In the long development of democracy, legal safeguards for individuals are usually established only in times of crisis or after grave dissatisfaction with the procedure employed in a particular case. Fortunately, in either instance, when the safeguard is given legal sanction, it is likely to continue in effect so that a cumulative body of protections is established. And in some rather unusual cases, civil rights and liberties broadly construed are guaranteed by an act of prescience: our Bill of Rights is an admirable example of the value of forethought.
During the past half century, Princeton University has established a substantial corpus of rules to protect academic freedom, twice because of dissatisfaction with the treatment of individual cases, once in response to crisis, once as an act of conscious foresight. The following brief report is submitted in the hope that some of Princeton's developments may serve as useful suggestions to its sister universities.

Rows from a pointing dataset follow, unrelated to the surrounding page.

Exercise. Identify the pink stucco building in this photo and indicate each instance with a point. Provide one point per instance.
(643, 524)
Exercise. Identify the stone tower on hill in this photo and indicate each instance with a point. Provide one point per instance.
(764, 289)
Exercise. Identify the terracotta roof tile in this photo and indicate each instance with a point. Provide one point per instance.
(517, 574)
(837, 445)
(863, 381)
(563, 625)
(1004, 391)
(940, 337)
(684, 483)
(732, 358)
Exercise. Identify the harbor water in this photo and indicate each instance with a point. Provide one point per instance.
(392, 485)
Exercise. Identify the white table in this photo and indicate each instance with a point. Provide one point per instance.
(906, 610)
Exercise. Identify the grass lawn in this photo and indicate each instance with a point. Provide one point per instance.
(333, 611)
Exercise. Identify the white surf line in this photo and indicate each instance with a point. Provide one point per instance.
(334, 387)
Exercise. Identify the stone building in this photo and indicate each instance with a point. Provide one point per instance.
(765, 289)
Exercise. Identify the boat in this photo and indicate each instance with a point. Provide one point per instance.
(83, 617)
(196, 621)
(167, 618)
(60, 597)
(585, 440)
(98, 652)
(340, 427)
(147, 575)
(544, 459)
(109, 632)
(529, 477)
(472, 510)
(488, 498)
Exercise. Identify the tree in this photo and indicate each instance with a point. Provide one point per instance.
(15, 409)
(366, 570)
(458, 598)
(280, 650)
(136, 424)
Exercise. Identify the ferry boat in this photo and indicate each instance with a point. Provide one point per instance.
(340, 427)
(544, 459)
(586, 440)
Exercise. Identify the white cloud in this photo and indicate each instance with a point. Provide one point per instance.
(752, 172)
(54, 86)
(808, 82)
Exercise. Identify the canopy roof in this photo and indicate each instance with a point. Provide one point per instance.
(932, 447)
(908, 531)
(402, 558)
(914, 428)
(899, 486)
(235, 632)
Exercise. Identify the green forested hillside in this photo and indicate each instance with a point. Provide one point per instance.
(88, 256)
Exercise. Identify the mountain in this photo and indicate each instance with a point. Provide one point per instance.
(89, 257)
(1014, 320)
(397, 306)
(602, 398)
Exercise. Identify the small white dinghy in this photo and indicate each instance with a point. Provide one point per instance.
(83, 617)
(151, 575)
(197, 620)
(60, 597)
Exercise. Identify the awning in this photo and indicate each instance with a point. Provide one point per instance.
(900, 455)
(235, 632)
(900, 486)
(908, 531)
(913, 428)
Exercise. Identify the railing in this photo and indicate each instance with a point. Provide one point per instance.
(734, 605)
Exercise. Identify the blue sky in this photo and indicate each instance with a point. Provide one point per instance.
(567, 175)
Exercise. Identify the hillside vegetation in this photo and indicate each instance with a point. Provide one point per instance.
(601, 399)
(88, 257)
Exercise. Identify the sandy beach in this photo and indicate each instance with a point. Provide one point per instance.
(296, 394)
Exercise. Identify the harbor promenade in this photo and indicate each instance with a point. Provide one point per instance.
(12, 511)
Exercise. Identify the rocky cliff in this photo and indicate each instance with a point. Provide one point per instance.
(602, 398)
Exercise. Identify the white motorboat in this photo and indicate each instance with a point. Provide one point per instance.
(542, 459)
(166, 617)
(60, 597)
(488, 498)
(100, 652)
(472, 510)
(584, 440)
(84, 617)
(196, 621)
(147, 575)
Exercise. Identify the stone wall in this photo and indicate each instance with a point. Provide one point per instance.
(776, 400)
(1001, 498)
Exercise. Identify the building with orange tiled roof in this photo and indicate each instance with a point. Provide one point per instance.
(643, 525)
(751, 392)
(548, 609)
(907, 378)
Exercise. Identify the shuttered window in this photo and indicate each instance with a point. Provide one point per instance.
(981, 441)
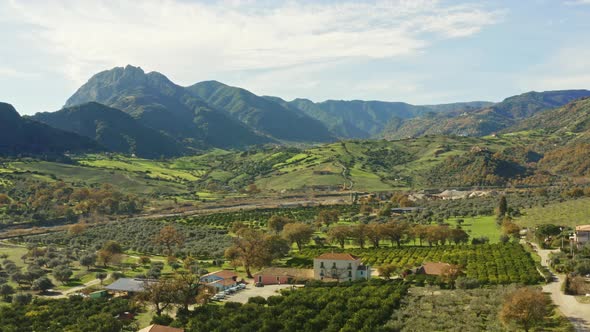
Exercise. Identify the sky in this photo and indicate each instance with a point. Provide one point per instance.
(416, 51)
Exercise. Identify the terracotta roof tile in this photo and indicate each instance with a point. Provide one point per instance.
(160, 328)
(437, 269)
(225, 274)
(337, 256)
(288, 272)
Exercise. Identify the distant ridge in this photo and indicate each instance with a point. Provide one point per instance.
(114, 129)
(22, 136)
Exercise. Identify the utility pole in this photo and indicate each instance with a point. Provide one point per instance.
(561, 231)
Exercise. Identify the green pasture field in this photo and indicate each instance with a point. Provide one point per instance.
(128, 181)
(568, 213)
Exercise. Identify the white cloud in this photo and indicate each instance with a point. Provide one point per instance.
(197, 40)
(567, 69)
(578, 2)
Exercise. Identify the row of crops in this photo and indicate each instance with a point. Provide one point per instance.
(489, 263)
(258, 218)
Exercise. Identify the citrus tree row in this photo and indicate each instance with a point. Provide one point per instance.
(259, 217)
(364, 306)
(500, 263)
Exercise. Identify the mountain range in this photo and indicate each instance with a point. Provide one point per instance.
(129, 111)
(21, 136)
(483, 121)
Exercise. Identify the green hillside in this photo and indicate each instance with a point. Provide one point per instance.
(114, 129)
(261, 114)
(483, 121)
(360, 165)
(159, 104)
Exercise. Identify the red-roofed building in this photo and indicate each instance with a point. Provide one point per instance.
(283, 275)
(339, 267)
(160, 328)
(221, 280)
(434, 269)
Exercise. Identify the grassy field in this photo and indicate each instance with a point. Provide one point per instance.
(568, 213)
(378, 165)
(152, 169)
(480, 226)
(131, 182)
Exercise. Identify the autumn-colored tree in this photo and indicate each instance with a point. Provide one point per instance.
(236, 226)
(277, 223)
(339, 234)
(78, 228)
(110, 253)
(298, 233)
(4, 199)
(366, 209)
(510, 228)
(160, 294)
(169, 237)
(526, 308)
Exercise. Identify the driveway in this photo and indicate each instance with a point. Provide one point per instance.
(251, 291)
(578, 313)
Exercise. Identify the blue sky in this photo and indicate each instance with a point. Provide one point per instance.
(420, 51)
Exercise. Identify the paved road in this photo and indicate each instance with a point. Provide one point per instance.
(251, 291)
(66, 293)
(578, 313)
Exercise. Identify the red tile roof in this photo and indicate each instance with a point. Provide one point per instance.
(337, 256)
(225, 274)
(224, 282)
(287, 272)
(436, 269)
(160, 328)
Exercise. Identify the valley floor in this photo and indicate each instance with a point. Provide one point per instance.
(577, 313)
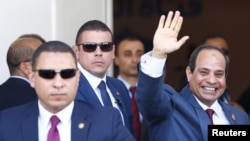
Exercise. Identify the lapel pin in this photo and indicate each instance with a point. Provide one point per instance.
(233, 116)
(81, 125)
(117, 93)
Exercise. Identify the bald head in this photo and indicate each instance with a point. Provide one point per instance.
(21, 50)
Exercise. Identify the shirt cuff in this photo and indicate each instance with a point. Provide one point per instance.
(151, 66)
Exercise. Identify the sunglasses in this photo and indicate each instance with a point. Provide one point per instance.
(50, 74)
(91, 47)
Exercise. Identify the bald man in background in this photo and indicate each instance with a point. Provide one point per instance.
(16, 90)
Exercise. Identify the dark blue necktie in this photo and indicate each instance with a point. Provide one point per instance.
(105, 96)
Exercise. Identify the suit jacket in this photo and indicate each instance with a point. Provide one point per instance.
(119, 91)
(15, 91)
(100, 123)
(173, 116)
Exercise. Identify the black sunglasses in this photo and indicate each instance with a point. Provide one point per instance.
(50, 74)
(91, 47)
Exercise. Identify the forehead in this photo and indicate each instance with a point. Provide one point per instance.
(55, 60)
(213, 59)
(95, 36)
(218, 42)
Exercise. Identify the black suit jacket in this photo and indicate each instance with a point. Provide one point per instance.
(14, 92)
(88, 123)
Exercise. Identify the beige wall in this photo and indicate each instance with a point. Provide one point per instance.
(52, 19)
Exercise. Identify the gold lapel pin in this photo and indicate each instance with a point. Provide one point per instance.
(233, 116)
(81, 125)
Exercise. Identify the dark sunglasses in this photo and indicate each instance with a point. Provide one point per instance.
(91, 47)
(50, 74)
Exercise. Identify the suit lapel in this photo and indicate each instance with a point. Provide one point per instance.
(201, 114)
(30, 124)
(229, 115)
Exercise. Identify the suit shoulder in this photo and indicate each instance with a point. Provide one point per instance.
(93, 108)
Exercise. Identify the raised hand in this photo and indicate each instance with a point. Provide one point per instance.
(165, 38)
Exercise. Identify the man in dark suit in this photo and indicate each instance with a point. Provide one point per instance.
(184, 116)
(94, 49)
(128, 52)
(16, 90)
(55, 78)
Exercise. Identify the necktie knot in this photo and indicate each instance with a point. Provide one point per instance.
(102, 85)
(53, 134)
(132, 90)
(104, 94)
(54, 120)
(210, 113)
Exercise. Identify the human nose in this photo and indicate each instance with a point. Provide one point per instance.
(212, 79)
(58, 81)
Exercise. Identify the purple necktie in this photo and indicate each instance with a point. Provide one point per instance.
(135, 112)
(53, 134)
(104, 94)
(210, 113)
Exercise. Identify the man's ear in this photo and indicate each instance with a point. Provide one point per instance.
(188, 73)
(25, 68)
(76, 50)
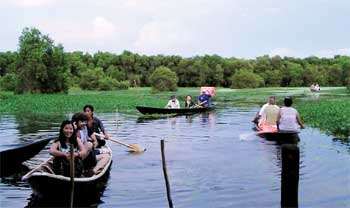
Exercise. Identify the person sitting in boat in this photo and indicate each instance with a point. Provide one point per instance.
(269, 116)
(258, 116)
(189, 103)
(94, 125)
(173, 102)
(60, 149)
(89, 159)
(288, 117)
(204, 99)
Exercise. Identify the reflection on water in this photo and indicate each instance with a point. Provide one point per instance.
(208, 164)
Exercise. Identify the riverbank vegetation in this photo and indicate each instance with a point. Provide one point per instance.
(40, 66)
(328, 110)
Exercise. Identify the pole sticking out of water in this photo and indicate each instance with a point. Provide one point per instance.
(72, 172)
(290, 175)
(166, 175)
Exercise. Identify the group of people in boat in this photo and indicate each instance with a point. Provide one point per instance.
(272, 118)
(90, 154)
(315, 87)
(202, 101)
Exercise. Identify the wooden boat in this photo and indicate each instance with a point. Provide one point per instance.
(179, 111)
(47, 184)
(278, 136)
(12, 158)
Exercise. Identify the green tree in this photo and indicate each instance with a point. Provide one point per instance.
(163, 79)
(41, 64)
(8, 82)
(246, 79)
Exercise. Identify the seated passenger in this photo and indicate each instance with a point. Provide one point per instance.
(94, 125)
(204, 99)
(173, 103)
(60, 149)
(189, 103)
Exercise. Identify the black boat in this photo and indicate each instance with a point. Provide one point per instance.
(278, 136)
(177, 111)
(12, 158)
(46, 184)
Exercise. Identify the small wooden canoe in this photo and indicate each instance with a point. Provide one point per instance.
(45, 182)
(12, 158)
(278, 136)
(178, 111)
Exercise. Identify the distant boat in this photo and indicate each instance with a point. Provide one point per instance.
(45, 182)
(12, 158)
(178, 111)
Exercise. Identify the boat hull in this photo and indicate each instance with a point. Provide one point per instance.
(180, 111)
(12, 158)
(50, 189)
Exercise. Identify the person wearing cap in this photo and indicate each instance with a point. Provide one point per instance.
(173, 102)
(288, 117)
(204, 99)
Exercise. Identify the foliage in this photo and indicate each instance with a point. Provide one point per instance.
(246, 79)
(337, 111)
(90, 78)
(41, 65)
(8, 82)
(163, 79)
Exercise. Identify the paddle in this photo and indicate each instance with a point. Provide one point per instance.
(132, 147)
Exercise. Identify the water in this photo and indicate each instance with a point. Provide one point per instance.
(213, 160)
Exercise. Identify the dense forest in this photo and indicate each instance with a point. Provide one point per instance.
(41, 66)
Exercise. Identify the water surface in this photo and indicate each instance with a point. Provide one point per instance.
(213, 160)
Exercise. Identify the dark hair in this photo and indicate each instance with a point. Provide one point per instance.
(62, 138)
(89, 106)
(288, 101)
(79, 117)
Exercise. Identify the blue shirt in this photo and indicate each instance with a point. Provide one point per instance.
(204, 97)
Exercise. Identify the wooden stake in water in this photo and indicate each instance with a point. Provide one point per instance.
(166, 175)
(72, 172)
(290, 175)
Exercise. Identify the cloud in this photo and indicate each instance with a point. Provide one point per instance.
(33, 3)
(102, 28)
(326, 53)
(163, 37)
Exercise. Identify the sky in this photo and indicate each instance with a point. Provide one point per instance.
(228, 28)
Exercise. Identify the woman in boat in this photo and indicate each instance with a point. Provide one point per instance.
(60, 149)
(173, 102)
(288, 117)
(94, 125)
(204, 99)
(189, 103)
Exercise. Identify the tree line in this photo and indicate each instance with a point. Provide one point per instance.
(41, 66)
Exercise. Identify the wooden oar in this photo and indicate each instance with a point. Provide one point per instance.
(132, 147)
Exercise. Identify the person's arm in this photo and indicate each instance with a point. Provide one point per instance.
(299, 121)
(102, 129)
(278, 119)
(82, 149)
(94, 140)
(55, 152)
(167, 105)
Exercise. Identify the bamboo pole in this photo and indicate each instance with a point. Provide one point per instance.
(290, 175)
(166, 175)
(72, 172)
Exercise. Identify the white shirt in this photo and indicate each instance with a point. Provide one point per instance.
(172, 104)
(288, 120)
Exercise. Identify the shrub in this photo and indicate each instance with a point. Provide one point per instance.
(246, 79)
(163, 79)
(8, 82)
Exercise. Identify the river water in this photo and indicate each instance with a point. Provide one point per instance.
(213, 160)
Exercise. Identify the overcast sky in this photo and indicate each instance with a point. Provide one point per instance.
(229, 28)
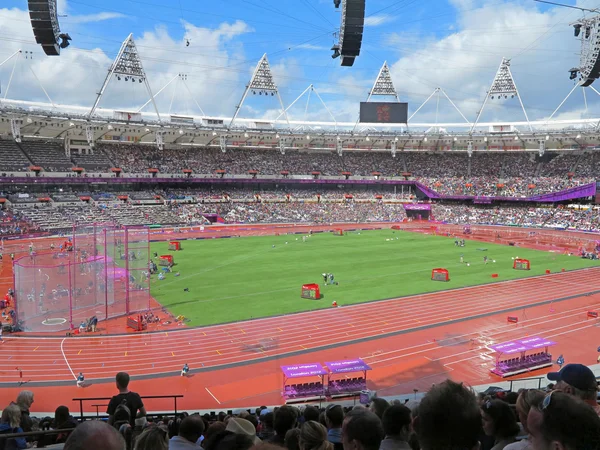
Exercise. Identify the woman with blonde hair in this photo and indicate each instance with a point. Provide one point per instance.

Princeton University has been singularly though certainly not entirely free of periods of crisis and of important and distressing academic freedom cases for the last half century. Its tradition of academic freedom goes at least as far back as the latter years of the 19th Century, but its first formal adoption of a rule did not come until 1918.
The year 1918 was a year of crisis. Across the face of the land, our universities and colleges reacted in a variety of ways, most frequently in the form of resolutions or rules that rested on a demand for full support of the prosecution of the war and that frequently led to exclusions and dismissals from faculty and student body. Princeton, too, was moved in this way and on June 5, 1918 the Faculty adopted such a resolution. Fortunately, Princeton also demonstrated another response to the crisis, of a very different character, and with permanent rather than ephemeral effect.